Best Books This Year

“I’m Starting to Worry About This Black Box of Doom” is the best fiction that I’ve read this year, followed by “Greenteeth”. “The Sirens’ Call: How Attention Became the World’s Most Endangered Resource” is the best non-fiction I’ve read this year.

PBS and Grantchester

We donated to PBS. If you donate $60+ you get PBS Passport. This gives you access to quite a bit of previously aired PBS content. We’ve been watching the “Grantchester” series and I decided to read the first novel for the series.

I caught a few older “Austin City Limits” too.

Murderbot

The Murderbot novels are great fun. It’s humorous sci-fi. The stories are written by American author Martha Wells. She’s the winner of four Hugo Awards, two Nebula Awards and three Locus Awards.

In the series a security robot (secbot) is the narrator. Secbots are owned by some mega-corporation. They provide security for space explorations but also spy on the explorers for the mega-corporation. A secbot has a “governor unit” that can punish the secbot if they do not obey a human’s order (“punish” can be total destruction in some cases). The narrating secbot manages to hack it’s governor unit which allows it to escape it’s protection enslavement. The secbot renames itself murderbot, although this is a private name that it rarely shares with others. Murderbot enjoys downloading and enjoying interplanetary soap operas. As it spends more time with a series of caring entities (both humans and artificial intelligences), it develops genuine friendships and emotional connections, which it finds inconvenient.

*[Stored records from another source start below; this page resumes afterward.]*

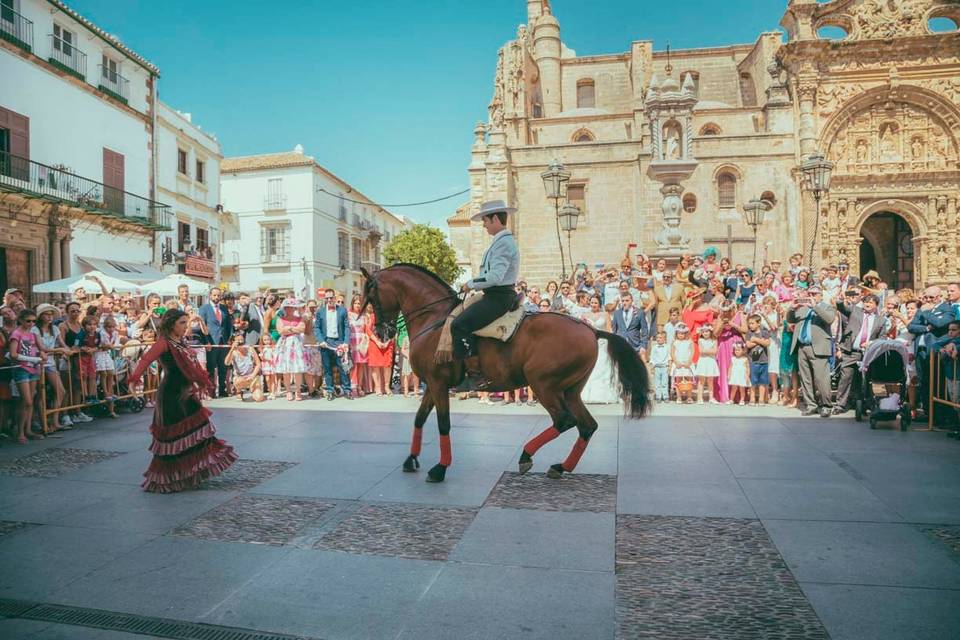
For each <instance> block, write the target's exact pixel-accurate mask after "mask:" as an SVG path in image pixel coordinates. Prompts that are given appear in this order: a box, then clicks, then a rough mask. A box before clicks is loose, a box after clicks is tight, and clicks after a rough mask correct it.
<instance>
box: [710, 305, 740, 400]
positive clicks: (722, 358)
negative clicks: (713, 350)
mask: <svg viewBox="0 0 960 640" xmlns="http://www.w3.org/2000/svg"><path fill="white" fill-rule="evenodd" d="M741 320H742V316H741V315H740V313H739V312H737V314H736V315H734V316H733V318H732V319H731V320H730V326H728V327H727V328H726V329H721V330H720V335H719V336H717V366H719V367H720V375H719V376H717V380H716V382H715V383H714V385H713V392H714V397H715V398H716V399H717V401H718V402H726V401H727V400H729V399H730V383H729V382H728V381H727V377H728V376H729V375H730V366H731V365H732V364H733V345H734V343H736V342H743V336H742V335H741V333H740V330H739V329H736V328H735V327H734V325H736V326H740V321H741Z"/></svg>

There is a quite good Apple+ series based on the first novel available to stream. It premiered on May 16, 2025.

Lessons in Chemistry

This is another book that has an Apple+ series. The core of the story from the novel is there but they took the story in some different directions. Both the novel and the series are good.

Six Days of the Condor

This is what the movie “Three Days of the Condor” was based on. Its a first novel that was way more successful than the author could have imagined. The directory Sydney Pollack tightened up the story to condense events into three days because he thought that would work better for the movie. The movie is available in various places including the Internet Archive.

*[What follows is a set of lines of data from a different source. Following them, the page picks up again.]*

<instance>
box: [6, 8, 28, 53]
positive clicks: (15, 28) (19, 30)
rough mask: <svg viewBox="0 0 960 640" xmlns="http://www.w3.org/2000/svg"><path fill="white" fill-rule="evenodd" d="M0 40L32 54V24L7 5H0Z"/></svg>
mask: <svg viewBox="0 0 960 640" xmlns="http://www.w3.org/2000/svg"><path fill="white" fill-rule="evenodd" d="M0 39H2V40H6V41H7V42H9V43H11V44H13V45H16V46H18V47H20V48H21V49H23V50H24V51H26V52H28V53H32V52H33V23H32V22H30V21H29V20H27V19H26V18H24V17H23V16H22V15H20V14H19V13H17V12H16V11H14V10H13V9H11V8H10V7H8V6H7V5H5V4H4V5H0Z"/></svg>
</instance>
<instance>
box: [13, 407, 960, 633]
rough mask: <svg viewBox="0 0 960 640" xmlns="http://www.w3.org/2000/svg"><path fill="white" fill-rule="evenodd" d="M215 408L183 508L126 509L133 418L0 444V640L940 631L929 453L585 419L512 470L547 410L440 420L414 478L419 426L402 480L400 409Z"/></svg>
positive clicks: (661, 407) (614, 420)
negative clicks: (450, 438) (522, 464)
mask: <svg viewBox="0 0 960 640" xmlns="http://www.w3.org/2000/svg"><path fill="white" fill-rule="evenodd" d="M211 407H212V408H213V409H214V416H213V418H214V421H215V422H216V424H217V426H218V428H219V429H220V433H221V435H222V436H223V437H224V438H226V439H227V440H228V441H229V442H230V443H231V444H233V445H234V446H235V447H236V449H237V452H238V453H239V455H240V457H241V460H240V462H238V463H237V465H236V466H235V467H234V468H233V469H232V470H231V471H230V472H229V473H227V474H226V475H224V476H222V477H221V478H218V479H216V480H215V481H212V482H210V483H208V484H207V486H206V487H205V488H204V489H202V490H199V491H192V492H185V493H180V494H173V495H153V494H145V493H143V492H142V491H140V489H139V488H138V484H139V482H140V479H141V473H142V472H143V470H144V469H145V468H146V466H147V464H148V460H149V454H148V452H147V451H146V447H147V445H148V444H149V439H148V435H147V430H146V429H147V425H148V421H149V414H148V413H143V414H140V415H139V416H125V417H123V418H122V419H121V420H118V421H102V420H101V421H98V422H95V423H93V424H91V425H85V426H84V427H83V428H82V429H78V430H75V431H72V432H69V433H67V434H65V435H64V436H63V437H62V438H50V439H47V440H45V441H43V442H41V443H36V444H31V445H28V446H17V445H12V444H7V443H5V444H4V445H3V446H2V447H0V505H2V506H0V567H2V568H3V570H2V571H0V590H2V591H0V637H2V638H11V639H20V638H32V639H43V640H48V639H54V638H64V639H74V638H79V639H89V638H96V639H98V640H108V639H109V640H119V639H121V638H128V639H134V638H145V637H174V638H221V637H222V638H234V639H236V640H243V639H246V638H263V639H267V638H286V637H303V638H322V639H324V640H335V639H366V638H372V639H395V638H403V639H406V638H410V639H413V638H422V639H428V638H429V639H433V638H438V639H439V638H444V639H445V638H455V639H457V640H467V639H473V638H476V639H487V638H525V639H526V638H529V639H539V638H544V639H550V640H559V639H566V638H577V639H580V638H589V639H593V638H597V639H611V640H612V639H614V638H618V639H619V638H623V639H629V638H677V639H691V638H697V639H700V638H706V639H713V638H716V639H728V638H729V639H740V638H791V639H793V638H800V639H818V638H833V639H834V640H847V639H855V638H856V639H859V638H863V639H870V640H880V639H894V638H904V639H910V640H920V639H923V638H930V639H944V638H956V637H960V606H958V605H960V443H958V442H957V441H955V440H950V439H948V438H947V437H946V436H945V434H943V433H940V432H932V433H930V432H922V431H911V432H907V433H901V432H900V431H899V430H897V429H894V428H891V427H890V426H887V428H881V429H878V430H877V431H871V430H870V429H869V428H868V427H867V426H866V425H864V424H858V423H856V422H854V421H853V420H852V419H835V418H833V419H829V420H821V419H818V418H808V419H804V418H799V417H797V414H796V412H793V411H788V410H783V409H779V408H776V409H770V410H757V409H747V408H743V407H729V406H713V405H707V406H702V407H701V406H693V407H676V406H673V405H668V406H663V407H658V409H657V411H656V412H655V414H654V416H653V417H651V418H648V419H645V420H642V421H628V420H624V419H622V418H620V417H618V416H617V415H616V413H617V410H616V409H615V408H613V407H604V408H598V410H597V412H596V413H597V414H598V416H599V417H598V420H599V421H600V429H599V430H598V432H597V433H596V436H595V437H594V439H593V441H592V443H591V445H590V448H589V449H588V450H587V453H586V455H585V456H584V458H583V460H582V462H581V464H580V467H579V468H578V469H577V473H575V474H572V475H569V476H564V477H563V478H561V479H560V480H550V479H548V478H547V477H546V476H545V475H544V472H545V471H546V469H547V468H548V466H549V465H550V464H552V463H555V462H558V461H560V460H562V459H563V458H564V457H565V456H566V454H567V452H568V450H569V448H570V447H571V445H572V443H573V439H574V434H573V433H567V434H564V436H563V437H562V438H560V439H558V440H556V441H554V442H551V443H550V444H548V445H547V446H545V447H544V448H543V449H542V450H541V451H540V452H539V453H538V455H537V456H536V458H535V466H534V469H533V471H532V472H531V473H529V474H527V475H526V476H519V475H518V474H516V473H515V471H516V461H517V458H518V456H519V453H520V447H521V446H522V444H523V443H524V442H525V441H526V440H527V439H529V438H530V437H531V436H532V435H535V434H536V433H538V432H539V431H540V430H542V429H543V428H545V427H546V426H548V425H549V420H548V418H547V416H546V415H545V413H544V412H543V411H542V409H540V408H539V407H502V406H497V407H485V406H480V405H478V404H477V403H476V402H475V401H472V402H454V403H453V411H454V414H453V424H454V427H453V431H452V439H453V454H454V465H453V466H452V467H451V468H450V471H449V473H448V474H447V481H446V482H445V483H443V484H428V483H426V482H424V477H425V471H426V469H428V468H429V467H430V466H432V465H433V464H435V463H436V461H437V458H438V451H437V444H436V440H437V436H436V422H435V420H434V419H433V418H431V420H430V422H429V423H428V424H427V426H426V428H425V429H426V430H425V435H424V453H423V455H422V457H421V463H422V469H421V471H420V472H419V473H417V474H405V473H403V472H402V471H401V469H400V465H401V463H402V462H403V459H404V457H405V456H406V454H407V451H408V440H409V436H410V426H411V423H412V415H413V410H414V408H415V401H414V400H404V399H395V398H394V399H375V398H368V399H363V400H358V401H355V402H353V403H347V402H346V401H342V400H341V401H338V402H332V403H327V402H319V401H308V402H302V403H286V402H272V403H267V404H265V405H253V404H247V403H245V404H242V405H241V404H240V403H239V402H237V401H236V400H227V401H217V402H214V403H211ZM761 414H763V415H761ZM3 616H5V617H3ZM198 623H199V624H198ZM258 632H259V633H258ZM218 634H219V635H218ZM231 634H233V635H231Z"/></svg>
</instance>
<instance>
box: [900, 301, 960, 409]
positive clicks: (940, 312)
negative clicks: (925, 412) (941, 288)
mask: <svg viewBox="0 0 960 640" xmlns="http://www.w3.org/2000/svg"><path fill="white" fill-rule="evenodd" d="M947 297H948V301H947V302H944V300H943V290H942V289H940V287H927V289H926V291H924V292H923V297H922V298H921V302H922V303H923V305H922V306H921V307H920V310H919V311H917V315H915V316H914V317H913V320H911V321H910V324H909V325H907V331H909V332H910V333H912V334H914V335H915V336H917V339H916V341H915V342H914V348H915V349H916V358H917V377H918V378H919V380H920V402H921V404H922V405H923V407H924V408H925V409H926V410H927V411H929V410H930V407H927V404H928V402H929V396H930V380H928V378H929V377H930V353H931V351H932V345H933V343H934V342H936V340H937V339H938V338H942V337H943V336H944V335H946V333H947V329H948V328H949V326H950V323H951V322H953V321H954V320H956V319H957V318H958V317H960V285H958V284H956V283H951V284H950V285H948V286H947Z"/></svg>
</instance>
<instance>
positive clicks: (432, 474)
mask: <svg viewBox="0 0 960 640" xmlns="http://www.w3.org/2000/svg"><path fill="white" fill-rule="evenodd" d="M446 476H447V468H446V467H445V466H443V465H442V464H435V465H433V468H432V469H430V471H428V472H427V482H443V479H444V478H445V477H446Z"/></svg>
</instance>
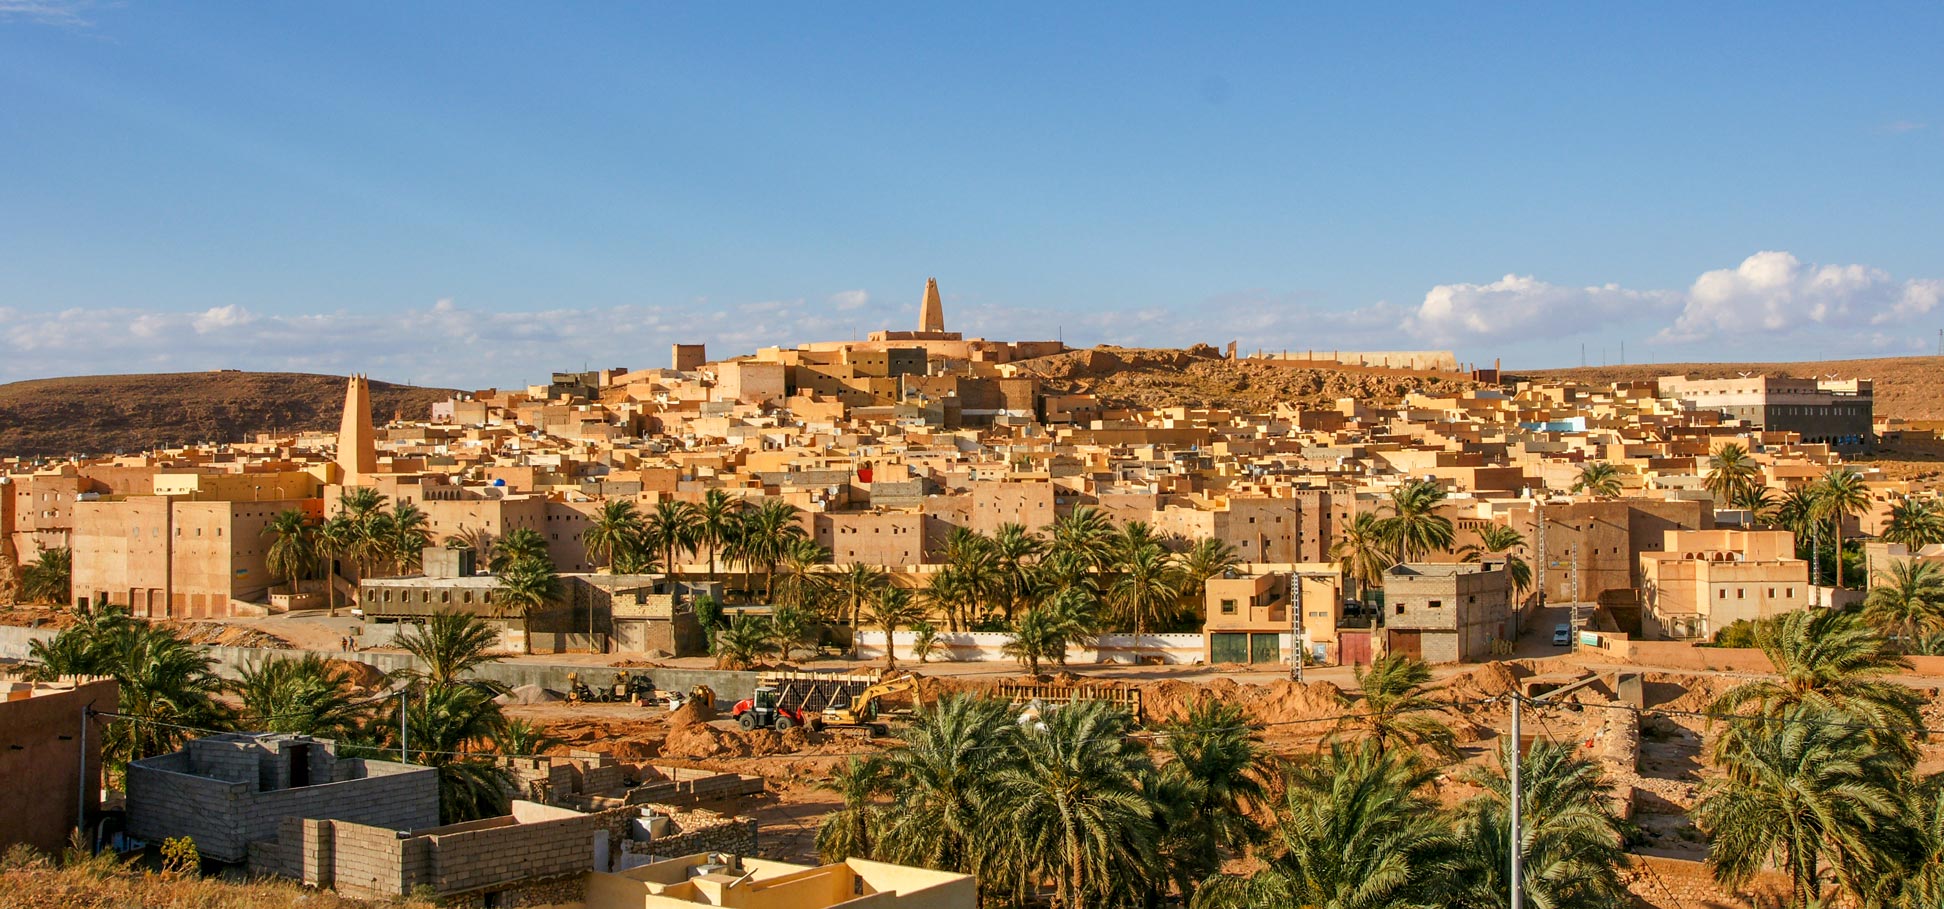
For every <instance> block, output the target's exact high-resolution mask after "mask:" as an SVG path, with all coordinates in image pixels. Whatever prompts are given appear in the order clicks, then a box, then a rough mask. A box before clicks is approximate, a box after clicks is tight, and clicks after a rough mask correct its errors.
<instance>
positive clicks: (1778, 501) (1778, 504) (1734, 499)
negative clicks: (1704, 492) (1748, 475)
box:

The plot (of the movie and book) is that there is a small organization in the CIA that reads books looking for plots and counterplots. All this information is fed into a computer and used to analyze against actual CIA discovered events. The main character, Ronald Malcolm, stumbles upon a plot involving a secret organization within the CIA. As it turns out, this is an actual organization. When his report is sent “up the chain” the plotters send hit men to eliminate the entire reading group (it’s a small group). Ronald Malcolm escapes the assassination while everyone else in the office is murdered. He stumbles through various attempts on his life, uncovers the secret CIA sub group and ultimately publicly reveals their existence.

The name “Condor” is Ronald Malcolm’s codename.

One of the interesting things about this is that high ranking members of the government in the Soviet Union watched the movie. They thought it was describing a real CIA book reading group so they formed their own (much larger) group to do the tasks described in the movie.

In the movie Ronald Malcolm is renamed to Joe Turner.